En Vancouver era un niño. Tenía 17 años. Pero en Sochi ya  sabía que podía hacer algo y otra vez me caí solo. Me dije: ¿Qué  pasa, voy a tener la negra con los Juegos? Se ha demostrado que no, que simplemente no era mi momento. Mi momento eran estas Olimpiadas. 

Volvió a ganar Pierre Vaultier. ¿Nunca falla? 

Intratable como siempre. Está claro que es el número uno. Siempre está delante. Solo me queda agradecer poder competir con él, porque eso me hará ser mejor y en la siguiente pasarle. 

Estuvo cerca de quedar eliminado en octavos, ¿fueron los nervios  de empezar? 

Yo diría que no, porque es una de las competiciones en las  que más tranquilo me he encontrado. Tenía claro en la cabeza que estaba en buena forma, que estaba siendo rápido. Pero he cometido  algunos fallos. Y he pasado por foto-finish. Han sido errores míos, porque la tabla volaba. Y que yo seguía siendo igual de rápido. Los cuartos de final los he afrontado con muchísimos nervios, pero cuando han dado la salida y me he visto primero, me he dicho, ya está, vuelvo a ser yo. 

¿Recuperó la confianza? 

Una vez superada esa ronda de cuartos ya ha sido cuando me he liberado y me he dicho, ahora sí estoy surfeando como yo lo hago. Ha sido un momento de relajación, de concentración y de saber que era muy rápido. Además, he tenido la suerte de que Alessandro Hämmerle, uno de los fuertes, se ha quedado fuera en la semifinal. Y mi parte baja del cuadro era un poco más fácil. Esto es boarder cross, por eso decimos que influye tanto la suerte. Todo ha estado de mi lado.   

¿Qué tipo de snowboarder es usted? 

Tengo muy buena salida y suelo colocarme primero. Y sobre todo destaco en los saltos. El aire es mi medio porque vengo del freestyle. Soy un tipo bastante inteligente. Me llaman el Gato porque siempre cae de pie y hoy he podido demostrarlo en un par de ocasiones que casi me reviento. 

Dicen que tiene talento natural pero que le cuesta trabajar. ¿Es su forma de ser?

Desde hace un par de años me cambió el chip. Pensé que  había llegado el momento de poner toda la carne en el asador y ver hasta donde era capaz de llegar. Estoy seguro que todavía no he llegado a mi 100 por cien. Puedo seguir mejorando. 

Tiene 26 años, ¿piensa en el oro en 2020? 

Nunca digas nunca.   

¿En qué ha pensado cuando ha cruzado la meta? 

En mi familia, mis padres, mi hermana -que acaba de ser madre y todavía no conozco a mi sobrina-, mi novia, mis amigos, Israel Planas (entrenador de snowboard fallecido), en amigos que ya no están. 

¿El VIII en su casco está dedicado a uno de ellos?

A Ángel, un amigo que conocía desde que teníamos cinco años, con el que jugaba al balonmano. Cuando falleció, con el permiso de su novia, todos los amigos nos hicimos en el mismo sitio donde él lo tenía ese tatuaje del VIII en números romanos.   

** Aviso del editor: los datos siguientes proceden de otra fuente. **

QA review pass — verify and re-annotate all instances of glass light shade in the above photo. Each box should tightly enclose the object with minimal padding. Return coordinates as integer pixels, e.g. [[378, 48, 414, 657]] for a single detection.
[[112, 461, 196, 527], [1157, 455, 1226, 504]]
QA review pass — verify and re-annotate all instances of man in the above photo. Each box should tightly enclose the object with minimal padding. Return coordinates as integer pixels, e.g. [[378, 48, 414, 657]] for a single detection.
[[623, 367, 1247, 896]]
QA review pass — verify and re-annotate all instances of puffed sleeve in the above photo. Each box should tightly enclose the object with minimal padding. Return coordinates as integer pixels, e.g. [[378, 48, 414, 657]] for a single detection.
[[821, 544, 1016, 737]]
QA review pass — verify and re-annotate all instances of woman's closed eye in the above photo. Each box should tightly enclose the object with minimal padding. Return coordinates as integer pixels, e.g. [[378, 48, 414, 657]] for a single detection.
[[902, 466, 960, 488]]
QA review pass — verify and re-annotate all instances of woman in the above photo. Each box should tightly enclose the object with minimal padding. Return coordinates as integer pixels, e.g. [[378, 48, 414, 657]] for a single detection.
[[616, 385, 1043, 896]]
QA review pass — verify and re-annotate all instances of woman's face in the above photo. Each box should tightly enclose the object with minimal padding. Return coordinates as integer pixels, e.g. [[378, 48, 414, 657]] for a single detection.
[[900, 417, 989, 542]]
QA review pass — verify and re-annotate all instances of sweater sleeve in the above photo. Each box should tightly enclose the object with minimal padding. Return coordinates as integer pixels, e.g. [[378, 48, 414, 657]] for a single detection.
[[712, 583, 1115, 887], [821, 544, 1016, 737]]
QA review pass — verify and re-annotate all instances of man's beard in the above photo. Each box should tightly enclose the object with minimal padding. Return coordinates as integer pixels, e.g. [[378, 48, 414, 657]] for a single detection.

¿Espera que esta medalla cambie su vida? 

Más que mi vida, espero que cambie algo en el deporte.  Espero que esto haga que los medios importantes dejen de lado el fútbol, que no es lo único que hay en España. Al fin y al cabo la mayoría de los futbolistas de los que tanto se habla son extranjeros. Espero que empiecen a hablar un poquito más de deportes minoritarios. Estamos tres entre los mejores viniendo de España, donde los medios no son los mismos que otros países. Si nos empujasen un poquito más  hasta donde podrían llegar los chavales que vienen detrás.